The PAM solution requires in-depth visibility of each individual’s full access across all cloud and SaaS environments, as well as throughout the internal IT infrastructure. This information improves the identification of toxic combinations, where granted permissions create compliance issues such as segregation of duties (SoD) violations.

AI & UEBA to the rescue

Zero standing privilege generates a large number of user logs and behavioral information over time. Manual log review becomes unsustainable very quickly. Leveraging the power of AI and machine learning to derive intelligent analytics allows organizations to identify risky behaviors and locate potential breaches far faster than human users.

Integration of a user and entity behavior analytics (UEBA) software establishes baselines of behavior, triggering alerts when deviations occur. UEBA systems detect insider threats and advanced persistent threats (APTs) while generating contextual identity information.

UEBA systems track all behavior linked back to an entity and identify anomalous behaviors such as spikes in access requests, requesting access to data that would typically not be allowed for that user’s roles, or systematically accessing numerous items. Contextual information helps organizations identifying situations that might indicate a breach or point to unauthorized exfiltration of data.

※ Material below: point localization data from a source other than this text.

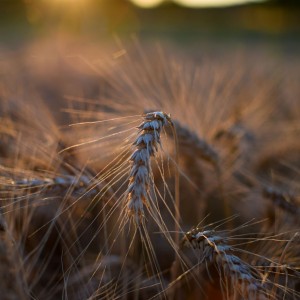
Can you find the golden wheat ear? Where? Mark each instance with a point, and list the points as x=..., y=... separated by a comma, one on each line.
x=237, y=276
x=146, y=144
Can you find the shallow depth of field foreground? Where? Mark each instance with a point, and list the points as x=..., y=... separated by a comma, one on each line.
x=147, y=172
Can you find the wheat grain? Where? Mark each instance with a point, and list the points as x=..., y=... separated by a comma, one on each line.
x=146, y=144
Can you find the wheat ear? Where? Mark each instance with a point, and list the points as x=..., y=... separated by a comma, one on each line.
x=146, y=144
x=195, y=146
x=215, y=248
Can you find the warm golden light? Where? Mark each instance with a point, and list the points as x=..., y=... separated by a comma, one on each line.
x=194, y=3
x=147, y=3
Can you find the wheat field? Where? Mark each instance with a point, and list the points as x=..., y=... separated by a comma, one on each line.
x=146, y=172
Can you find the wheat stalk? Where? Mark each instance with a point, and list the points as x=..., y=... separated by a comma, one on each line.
x=146, y=144
x=214, y=247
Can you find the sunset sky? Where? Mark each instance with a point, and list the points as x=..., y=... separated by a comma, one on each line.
x=193, y=3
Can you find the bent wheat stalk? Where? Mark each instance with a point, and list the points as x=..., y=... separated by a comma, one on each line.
x=215, y=248
x=146, y=143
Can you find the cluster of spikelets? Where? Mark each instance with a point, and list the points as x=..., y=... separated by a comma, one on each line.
x=146, y=144
x=99, y=218
x=242, y=278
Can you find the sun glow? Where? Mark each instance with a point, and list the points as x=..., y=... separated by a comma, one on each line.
x=147, y=3
x=193, y=3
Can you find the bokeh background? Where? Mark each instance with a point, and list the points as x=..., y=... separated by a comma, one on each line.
x=50, y=49
x=188, y=21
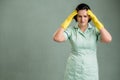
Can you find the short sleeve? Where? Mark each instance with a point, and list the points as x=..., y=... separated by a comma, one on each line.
x=98, y=34
x=67, y=33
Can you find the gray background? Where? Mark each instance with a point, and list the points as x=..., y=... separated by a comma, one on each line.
x=27, y=51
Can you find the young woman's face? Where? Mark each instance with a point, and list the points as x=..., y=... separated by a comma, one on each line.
x=82, y=18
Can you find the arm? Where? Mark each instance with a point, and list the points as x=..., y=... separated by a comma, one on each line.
x=105, y=35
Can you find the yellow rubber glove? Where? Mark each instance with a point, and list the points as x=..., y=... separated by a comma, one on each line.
x=96, y=22
x=68, y=19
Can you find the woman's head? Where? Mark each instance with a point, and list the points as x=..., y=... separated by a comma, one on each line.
x=81, y=7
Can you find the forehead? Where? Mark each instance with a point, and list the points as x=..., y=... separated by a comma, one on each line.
x=82, y=12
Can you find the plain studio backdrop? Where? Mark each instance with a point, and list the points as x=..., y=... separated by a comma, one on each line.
x=27, y=51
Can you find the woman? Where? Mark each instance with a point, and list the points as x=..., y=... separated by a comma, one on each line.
x=82, y=62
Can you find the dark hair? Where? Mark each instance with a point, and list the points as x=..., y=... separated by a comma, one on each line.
x=82, y=6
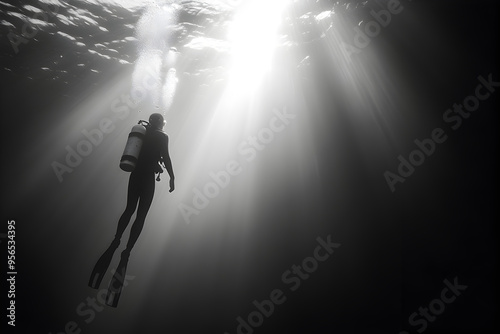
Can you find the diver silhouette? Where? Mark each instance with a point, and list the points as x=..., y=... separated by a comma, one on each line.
x=141, y=189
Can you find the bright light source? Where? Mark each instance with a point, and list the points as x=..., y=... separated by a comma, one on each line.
x=252, y=34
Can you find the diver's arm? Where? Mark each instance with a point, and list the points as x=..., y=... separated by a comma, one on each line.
x=168, y=163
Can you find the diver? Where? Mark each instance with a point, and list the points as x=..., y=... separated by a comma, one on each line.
x=141, y=189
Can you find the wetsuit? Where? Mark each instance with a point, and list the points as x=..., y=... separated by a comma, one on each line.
x=141, y=185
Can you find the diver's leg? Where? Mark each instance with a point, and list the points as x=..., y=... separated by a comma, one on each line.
x=132, y=199
x=145, y=200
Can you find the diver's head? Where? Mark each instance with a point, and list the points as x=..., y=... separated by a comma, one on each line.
x=157, y=121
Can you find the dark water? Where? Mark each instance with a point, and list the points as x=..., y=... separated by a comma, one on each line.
x=397, y=248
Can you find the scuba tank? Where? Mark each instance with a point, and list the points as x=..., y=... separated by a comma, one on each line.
x=133, y=147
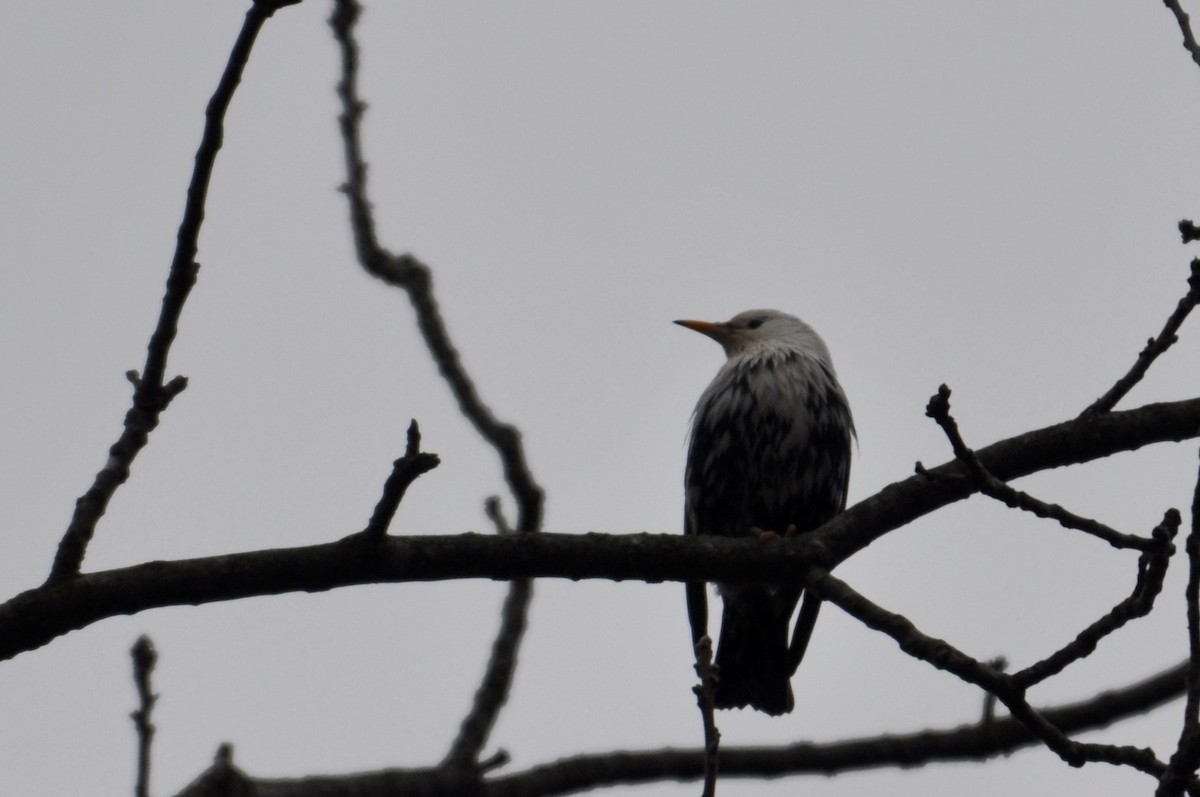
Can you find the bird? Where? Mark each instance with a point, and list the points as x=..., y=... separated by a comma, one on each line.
x=768, y=454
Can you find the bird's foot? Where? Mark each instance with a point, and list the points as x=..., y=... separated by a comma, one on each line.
x=766, y=534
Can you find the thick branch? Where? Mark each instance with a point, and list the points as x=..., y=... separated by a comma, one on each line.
x=976, y=742
x=37, y=616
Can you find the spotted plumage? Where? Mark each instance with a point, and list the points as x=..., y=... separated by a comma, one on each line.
x=769, y=449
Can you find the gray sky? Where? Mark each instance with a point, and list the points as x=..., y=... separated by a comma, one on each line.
x=951, y=192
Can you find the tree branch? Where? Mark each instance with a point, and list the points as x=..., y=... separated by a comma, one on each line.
x=150, y=395
x=144, y=659
x=415, y=279
x=975, y=742
x=405, y=472
x=1183, y=763
x=1189, y=41
x=946, y=657
x=37, y=616
x=1167, y=337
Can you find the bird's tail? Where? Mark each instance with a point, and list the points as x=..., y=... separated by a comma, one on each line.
x=751, y=654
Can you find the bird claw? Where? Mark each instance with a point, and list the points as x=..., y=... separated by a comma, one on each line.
x=766, y=534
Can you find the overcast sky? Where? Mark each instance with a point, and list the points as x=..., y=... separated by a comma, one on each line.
x=976, y=193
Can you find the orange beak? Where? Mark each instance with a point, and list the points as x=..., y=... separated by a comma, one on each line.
x=703, y=328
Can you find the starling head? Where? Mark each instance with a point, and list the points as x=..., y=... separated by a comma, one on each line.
x=761, y=331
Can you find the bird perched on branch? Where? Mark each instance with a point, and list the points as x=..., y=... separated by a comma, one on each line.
x=769, y=454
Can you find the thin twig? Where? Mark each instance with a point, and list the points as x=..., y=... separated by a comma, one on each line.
x=1188, y=231
x=1183, y=762
x=40, y=615
x=946, y=657
x=939, y=408
x=151, y=396
x=1156, y=550
x=706, y=699
x=1151, y=575
x=415, y=279
x=1189, y=41
x=405, y=472
x=615, y=768
x=144, y=659
x=1155, y=346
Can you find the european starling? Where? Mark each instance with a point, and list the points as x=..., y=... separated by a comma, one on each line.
x=769, y=451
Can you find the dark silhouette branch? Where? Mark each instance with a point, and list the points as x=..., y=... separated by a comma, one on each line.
x=973, y=742
x=939, y=408
x=1151, y=575
x=144, y=659
x=37, y=616
x=1186, y=760
x=946, y=657
x=405, y=472
x=1155, y=346
x=706, y=699
x=1188, y=231
x=150, y=394
x=415, y=279
x=1189, y=41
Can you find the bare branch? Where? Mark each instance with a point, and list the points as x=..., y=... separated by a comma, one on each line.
x=497, y=682
x=1183, y=763
x=1188, y=231
x=37, y=616
x=1151, y=574
x=706, y=697
x=975, y=742
x=415, y=279
x=946, y=657
x=144, y=659
x=1155, y=346
x=150, y=394
x=939, y=408
x=405, y=472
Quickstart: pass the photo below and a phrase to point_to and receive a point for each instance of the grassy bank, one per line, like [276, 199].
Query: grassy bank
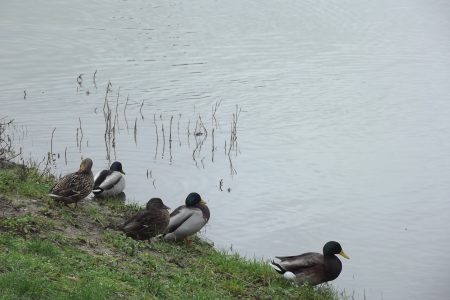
[49, 251]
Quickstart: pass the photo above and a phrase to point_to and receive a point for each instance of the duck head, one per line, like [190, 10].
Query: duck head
[332, 248]
[193, 199]
[156, 203]
[86, 165]
[117, 166]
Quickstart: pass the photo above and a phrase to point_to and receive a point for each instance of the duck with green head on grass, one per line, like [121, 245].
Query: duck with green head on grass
[312, 268]
[188, 219]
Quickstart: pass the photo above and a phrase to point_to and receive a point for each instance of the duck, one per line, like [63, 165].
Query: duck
[150, 222]
[110, 182]
[74, 186]
[188, 219]
[312, 268]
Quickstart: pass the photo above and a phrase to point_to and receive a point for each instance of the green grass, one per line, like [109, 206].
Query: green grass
[48, 251]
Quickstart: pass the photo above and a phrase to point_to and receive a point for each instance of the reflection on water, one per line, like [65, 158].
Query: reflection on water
[340, 133]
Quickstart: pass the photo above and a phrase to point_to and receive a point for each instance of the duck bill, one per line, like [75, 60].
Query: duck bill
[342, 253]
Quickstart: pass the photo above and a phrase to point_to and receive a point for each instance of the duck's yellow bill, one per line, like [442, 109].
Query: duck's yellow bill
[342, 253]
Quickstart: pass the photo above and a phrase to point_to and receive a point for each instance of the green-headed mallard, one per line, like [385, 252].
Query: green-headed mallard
[187, 219]
[312, 268]
[74, 186]
[110, 182]
[149, 222]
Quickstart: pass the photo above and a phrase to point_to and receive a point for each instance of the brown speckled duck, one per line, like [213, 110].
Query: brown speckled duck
[312, 268]
[149, 222]
[187, 219]
[74, 186]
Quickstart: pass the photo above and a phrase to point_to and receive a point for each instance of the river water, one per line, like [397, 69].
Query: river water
[298, 121]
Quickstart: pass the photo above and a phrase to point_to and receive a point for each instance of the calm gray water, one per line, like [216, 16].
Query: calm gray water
[343, 131]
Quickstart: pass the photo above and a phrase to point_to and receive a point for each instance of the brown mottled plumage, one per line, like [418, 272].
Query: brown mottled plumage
[312, 268]
[74, 186]
[149, 222]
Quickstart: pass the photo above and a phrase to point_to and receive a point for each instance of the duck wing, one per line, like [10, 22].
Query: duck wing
[299, 263]
[106, 179]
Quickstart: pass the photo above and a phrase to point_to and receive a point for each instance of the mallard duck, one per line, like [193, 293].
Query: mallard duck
[149, 222]
[74, 186]
[312, 268]
[109, 182]
[187, 219]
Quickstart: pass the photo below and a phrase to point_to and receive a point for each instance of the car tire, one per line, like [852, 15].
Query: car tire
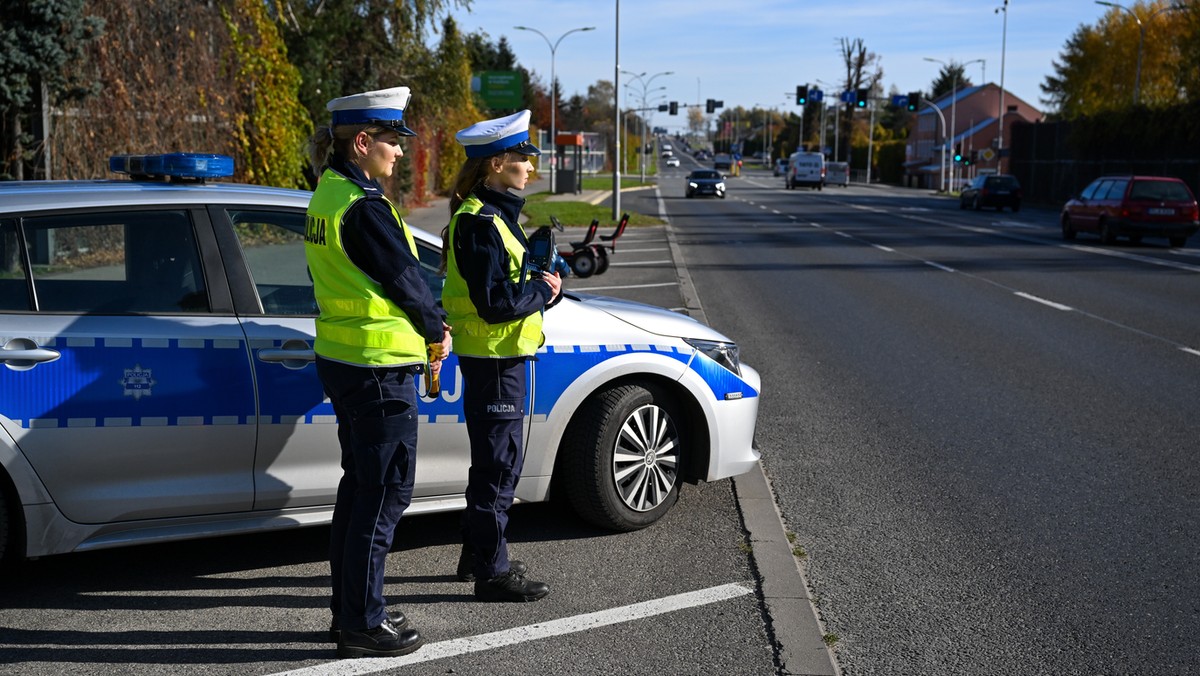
[1107, 234]
[6, 542]
[1068, 231]
[583, 263]
[616, 490]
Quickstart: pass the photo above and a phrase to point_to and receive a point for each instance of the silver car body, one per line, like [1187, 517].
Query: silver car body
[123, 428]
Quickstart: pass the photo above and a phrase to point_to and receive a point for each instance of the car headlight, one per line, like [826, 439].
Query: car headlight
[724, 353]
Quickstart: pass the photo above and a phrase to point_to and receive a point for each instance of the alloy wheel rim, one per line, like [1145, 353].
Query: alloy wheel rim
[646, 458]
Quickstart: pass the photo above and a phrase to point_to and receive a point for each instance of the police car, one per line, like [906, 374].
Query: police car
[157, 377]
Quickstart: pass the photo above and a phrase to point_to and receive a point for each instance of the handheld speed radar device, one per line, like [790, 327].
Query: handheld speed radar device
[544, 252]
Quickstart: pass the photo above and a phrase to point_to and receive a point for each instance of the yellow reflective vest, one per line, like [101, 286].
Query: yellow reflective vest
[358, 322]
[472, 335]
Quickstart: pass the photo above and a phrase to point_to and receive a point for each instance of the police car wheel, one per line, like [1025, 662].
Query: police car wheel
[623, 453]
[5, 528]
[583, 263]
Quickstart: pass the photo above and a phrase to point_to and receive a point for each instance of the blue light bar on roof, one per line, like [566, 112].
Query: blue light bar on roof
[173, 166]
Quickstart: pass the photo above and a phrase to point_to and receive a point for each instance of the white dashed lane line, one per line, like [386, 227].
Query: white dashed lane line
[516, 635]
[1038, 299]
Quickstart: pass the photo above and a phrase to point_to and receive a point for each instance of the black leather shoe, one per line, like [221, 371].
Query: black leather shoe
[396, 617]
[466, 566]
[510, 587]
[384, 640]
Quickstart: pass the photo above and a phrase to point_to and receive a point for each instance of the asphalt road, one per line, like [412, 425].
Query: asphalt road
[984, 437]
[681, 597]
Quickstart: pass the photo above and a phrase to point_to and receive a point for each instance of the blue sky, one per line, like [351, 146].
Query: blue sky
[755, 52]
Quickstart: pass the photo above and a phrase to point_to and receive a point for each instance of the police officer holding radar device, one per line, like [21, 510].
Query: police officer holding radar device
[378, 327]
[495, 299]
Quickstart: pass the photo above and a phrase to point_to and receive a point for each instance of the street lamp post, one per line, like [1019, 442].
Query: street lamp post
[1000, 114]
[646, 89]
[553, 99]
[954, 108]
[1141, 36]
[954, 105]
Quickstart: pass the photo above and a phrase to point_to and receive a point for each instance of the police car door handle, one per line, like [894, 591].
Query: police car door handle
[275, 356]
[24, 353]
[293, 354]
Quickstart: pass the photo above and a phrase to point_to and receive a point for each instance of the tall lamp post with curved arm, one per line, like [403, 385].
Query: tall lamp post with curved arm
[954, 103]
[1141, 37]
[553, 97]
[646, 89]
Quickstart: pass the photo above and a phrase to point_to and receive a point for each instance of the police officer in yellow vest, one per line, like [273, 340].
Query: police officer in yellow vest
[495, 305]
[377, 327]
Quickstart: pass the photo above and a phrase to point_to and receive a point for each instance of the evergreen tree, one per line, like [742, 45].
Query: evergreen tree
[42, 45]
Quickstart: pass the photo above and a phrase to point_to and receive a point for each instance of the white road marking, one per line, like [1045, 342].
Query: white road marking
[1044, 301]
[570, 288]
[640, 263]
[575, 624]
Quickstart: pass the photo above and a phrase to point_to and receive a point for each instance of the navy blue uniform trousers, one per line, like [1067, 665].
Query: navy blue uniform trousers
[495, 407]
[376, 412]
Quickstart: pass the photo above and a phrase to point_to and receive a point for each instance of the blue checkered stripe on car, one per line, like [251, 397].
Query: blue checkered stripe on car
[178, 382]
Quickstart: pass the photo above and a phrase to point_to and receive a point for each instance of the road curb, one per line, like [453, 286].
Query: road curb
[791, 615]
[785, 591]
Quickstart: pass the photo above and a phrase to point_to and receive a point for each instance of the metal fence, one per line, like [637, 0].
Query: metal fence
[1051, 172]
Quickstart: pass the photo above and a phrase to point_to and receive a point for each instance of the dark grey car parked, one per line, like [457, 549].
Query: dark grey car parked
[991, 190]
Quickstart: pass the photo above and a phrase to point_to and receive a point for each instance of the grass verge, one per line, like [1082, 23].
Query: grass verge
[539, 210]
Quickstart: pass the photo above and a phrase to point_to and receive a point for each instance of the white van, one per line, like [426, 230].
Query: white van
[807, 169]
[838, 173]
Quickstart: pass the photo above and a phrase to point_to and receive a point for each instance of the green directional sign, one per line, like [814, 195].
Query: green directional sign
[499, 89]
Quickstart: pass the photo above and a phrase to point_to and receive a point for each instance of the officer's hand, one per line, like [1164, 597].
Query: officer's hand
[445, 344]
[556, 283]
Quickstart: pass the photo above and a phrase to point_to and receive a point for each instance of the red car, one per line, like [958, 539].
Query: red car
[1133, 207]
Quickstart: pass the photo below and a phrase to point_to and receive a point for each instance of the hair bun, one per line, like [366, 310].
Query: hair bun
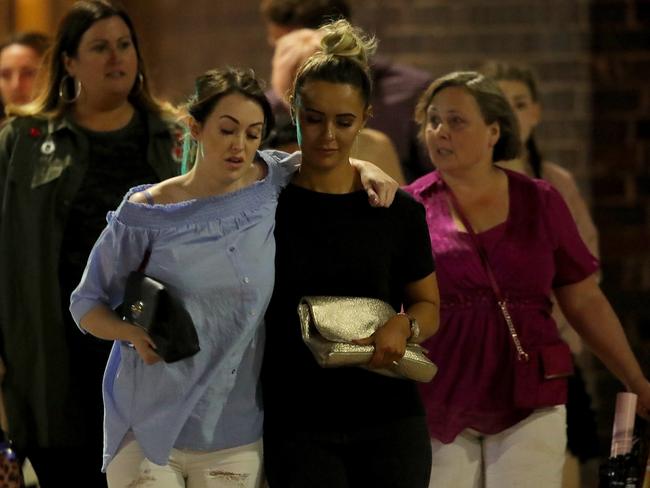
[344, 40]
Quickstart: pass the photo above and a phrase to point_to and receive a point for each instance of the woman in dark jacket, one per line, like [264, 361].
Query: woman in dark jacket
[65, 160]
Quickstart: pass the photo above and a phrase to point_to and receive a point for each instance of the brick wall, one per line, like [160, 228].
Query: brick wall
[620, 168]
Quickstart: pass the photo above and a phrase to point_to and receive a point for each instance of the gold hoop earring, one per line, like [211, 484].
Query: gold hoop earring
[62, 90]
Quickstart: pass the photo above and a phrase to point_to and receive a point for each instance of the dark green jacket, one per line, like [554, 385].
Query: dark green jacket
[36, 190]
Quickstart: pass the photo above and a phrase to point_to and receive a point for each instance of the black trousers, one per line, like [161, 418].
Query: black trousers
[393, 456]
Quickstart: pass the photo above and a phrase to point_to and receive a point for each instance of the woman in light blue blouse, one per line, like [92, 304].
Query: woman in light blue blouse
[195, 422]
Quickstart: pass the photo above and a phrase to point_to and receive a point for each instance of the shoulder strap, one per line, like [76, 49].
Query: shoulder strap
[501, 300]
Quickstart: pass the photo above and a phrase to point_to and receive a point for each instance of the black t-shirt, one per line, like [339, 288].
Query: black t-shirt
[338, 245]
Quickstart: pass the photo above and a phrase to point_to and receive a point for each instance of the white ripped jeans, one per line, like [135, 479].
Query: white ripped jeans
[529, 454]
[238, 467]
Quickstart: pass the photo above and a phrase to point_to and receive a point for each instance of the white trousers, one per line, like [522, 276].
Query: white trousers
[239, 467]
[529, 454]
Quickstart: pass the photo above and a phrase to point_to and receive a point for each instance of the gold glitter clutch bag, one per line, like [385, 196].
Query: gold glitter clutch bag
[330, 324]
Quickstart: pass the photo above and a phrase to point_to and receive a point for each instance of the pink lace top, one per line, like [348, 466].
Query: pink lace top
[535, 250]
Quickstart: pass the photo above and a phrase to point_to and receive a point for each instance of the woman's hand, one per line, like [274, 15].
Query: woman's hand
[642, 389]
[104, 323]
[380, 187]
[143, 343]
[389, 341]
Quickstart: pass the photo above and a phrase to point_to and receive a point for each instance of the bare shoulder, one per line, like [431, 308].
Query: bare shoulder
[168, 191]
[374, 136]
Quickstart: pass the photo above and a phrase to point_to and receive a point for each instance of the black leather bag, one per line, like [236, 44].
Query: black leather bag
[148, 304]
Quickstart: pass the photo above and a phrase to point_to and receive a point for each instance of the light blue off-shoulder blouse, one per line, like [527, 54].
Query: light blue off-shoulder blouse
[217, 255]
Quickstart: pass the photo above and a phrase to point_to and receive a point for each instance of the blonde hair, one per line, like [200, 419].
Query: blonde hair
[343, 58]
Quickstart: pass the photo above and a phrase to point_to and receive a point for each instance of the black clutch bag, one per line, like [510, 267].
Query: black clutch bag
[148, 304]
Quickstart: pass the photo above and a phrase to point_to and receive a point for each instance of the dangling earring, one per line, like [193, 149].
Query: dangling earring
[137, 87]
[62, 90]
[355, 145]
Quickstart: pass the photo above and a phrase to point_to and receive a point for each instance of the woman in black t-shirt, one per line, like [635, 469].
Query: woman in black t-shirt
[344, 427]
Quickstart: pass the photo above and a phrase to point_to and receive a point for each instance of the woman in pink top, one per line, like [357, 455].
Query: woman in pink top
[481, 436]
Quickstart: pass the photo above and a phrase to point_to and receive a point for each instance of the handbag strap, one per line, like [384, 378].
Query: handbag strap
[501, 299]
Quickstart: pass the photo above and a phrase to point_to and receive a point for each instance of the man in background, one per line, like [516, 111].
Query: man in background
[20, 59]
[291, 29]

Your compass points to ZTA

Protecting against privilege escalation threats requires more than merely staying up to date on patches. Part of stopping attacks like Zerologon is to re-imagine how security is architected in an organization. Centering identity as the new security perimeter and implementing zero standing privilege are essential to the foundation of a security model known as zero trust architecture (ZTA).

Zero trust architecture has existed for a while in the corporate world. It is gaining attention from the public sector since NIST’s recent approval of SP-207 outlined ZTA and how to leverage it for the government agencies. NIST’s sanctification of ZTA opened the doors for government entities and civilian contractors to incorporate it into their security model. Taking this route helps to close the privilege escalation pathway providing your organization a secure harbor in the event of another cybersecurity perfect storm.